How Do the IP Wars Affect Us?

Wars have all kinds of costs, some of which are easy to calculate, others less so. In any case, they won't pay for themselves. What are the benefits, and how do they affect consumers?

It's war in Silicon Valley. As I write, the latest salvo of heavy weapons fire is being aimed by Facebook, who have just bought Instagram for $1BN. The reason? To mess with Google. It's like nuclear war, but this arms race is about acquiring enough patents to protect themselves against patent lawsuits from competitors while having the power to go against infringers, real or imagined.

This ridiculous patent trolling is part of a rising trend in the tech world where companies that have lost their innovative edge resort to petty tactics such as licensing shakedowns and IP infringement lawsuits.

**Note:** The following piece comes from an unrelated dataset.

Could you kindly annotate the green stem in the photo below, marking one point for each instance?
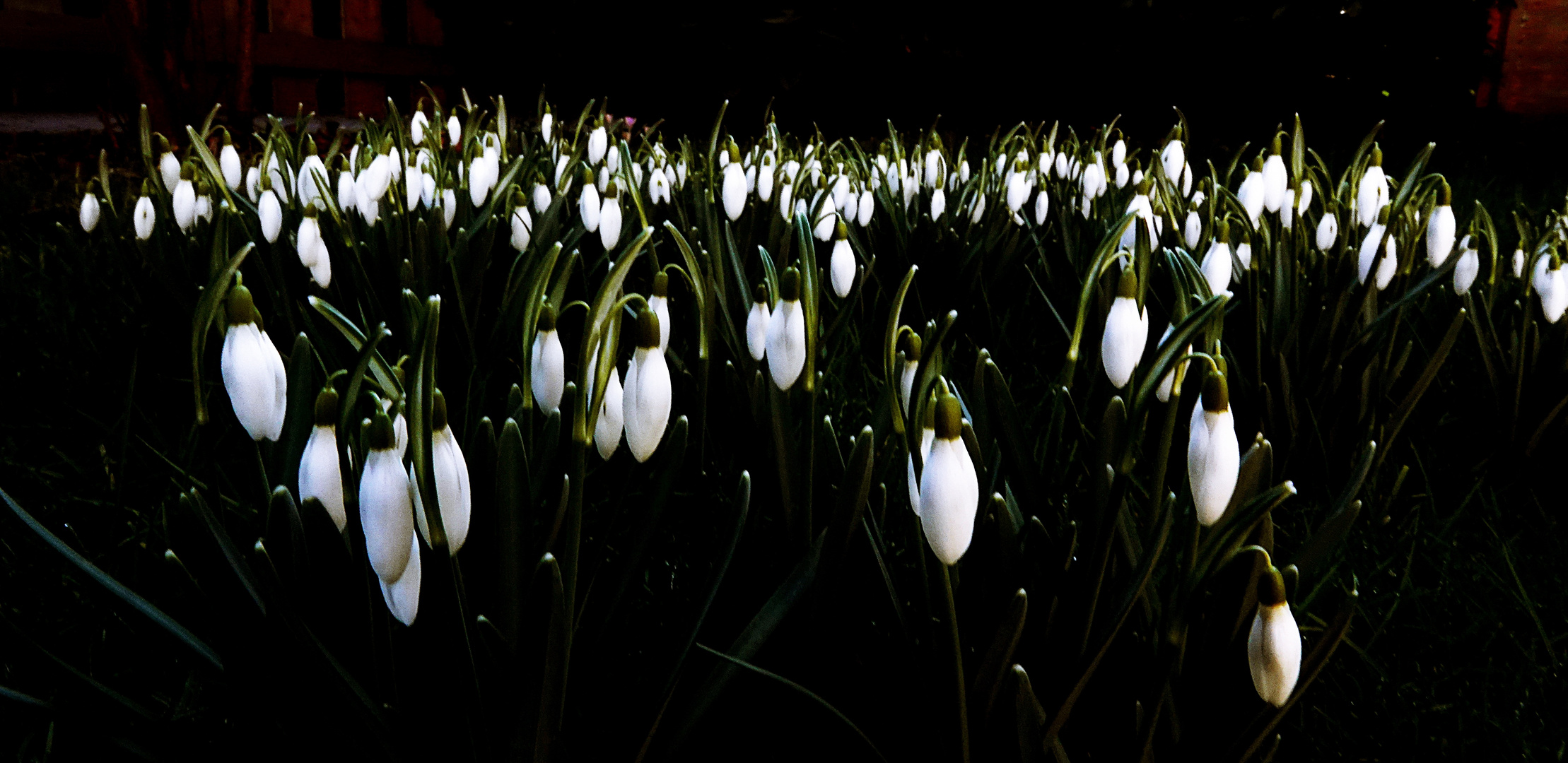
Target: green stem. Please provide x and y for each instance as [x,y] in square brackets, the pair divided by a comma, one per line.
[959,666]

Meanwhile, Microsoft just bought up a load of patents from AOL, also to mess with Google. The most commented-on effect of this is that it chills innovation because the broadly-worded patents make inventors too afraid to come up with new products in case they get sued, particularly if their idea interferes in any way with established legacy business models. Netflix is encountering the same problem with Big Content because they refuse to accept that file-sharing and bitTorrents are legitimate ways of experiencing content, whether it was generated by them or not.

Caught in the crossfire


Meanwhile, consumers are caught in the crossfire. Lawyers are costly and those bills won't pay themselves. Litigation and the cost of the hard-won license fees will force up prices and further chill innovation, keeping it in the hands of the monopolists with the biggest and broadest patent portfolios.

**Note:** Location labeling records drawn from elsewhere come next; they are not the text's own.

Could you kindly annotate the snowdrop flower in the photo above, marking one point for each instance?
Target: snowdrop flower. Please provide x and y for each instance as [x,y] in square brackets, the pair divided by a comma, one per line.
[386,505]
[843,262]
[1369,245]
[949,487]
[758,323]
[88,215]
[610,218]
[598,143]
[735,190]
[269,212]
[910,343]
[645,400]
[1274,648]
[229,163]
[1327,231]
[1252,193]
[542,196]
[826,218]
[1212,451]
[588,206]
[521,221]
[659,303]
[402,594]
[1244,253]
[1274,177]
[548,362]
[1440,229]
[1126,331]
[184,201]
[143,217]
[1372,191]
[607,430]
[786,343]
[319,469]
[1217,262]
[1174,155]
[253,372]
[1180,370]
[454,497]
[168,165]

It's not just that. Big Content want their share of the tech millions so they're trying to force them to police us or limit what we can or can't do online. If they get their way I'm fairly certain that in the future there won't be an internet. There will be internets, with each country having its own and locking out other countries' internets, which will be accessible only through authorized gateways and all interactions will be closely monitored. There's room for unauthorized gateways in this scenario, but they'd be playing cat and mouse with global authorities which would consider it to be in their best interests to limit our ability to interact with other people and discover unauthorized information.

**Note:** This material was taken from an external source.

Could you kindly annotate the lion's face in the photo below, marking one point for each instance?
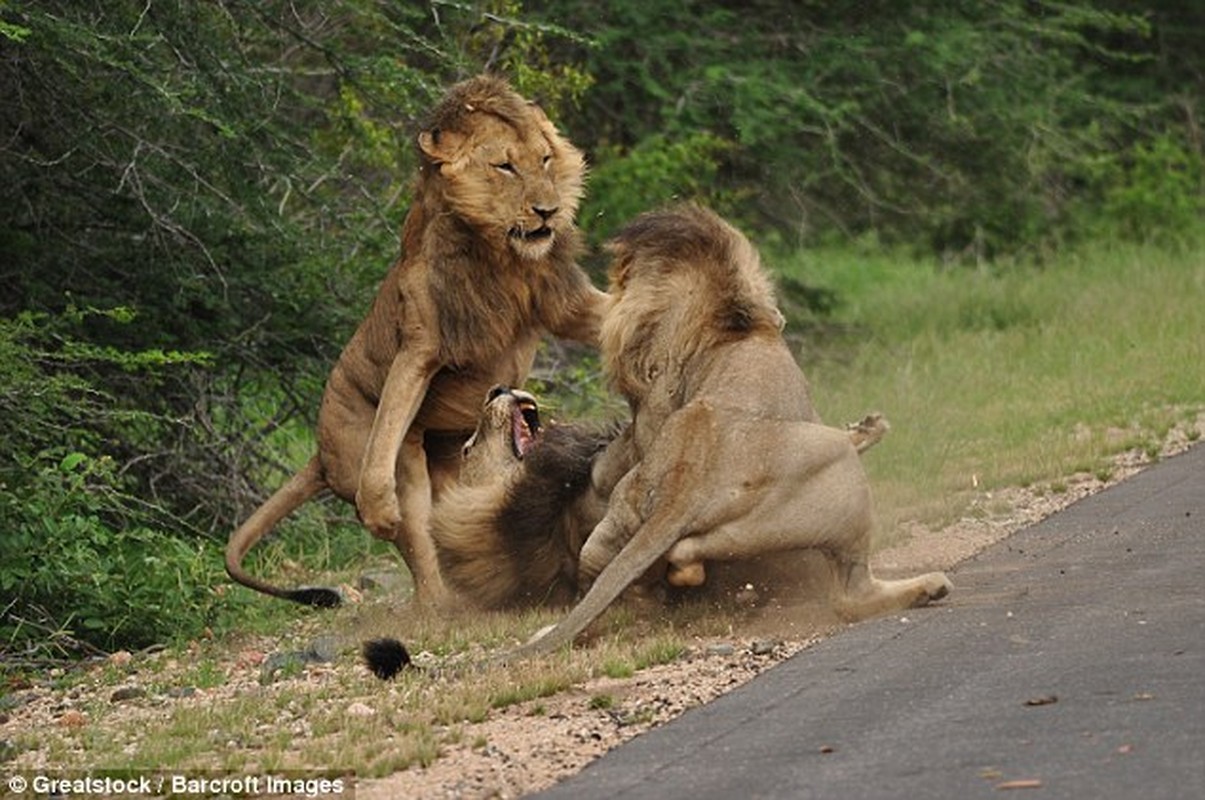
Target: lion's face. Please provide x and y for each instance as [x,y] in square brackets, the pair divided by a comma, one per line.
[509,175]
[506,431]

Think I'm nuts? We've got that now with "pirated content," a ridiculous scenario that insists you cannot own what you pay for, you can only license it. Mind you, the globalization of industry and tech in particular requires an open internet. Shutting it down or restricting it overmuch would limit the ability to do business, thereby damaging the economies of authoritarian regimes, but can Big Content see that?

Big Data out of favour


The revelation that Big Data companies like Microsoft have been putting the squeeze on governments all over the world shouldn't come as a surprise. Why don't the governments of those countries just make their own software? Patents and licensing. They're currently switching to open source, to Microsoft's chagrin.

If they can't milk the government cash cows for license fees, they'll have to squeeze consumers for them. If that doesn't work, the next stop is litigation against open source program providers. That's why ACTA and TPP are such a threat. We the people are easier targets.

The best we can do is to push our representatives to work on IP reform, and if they don't listen, vote Pirate or Green in the next election. I will.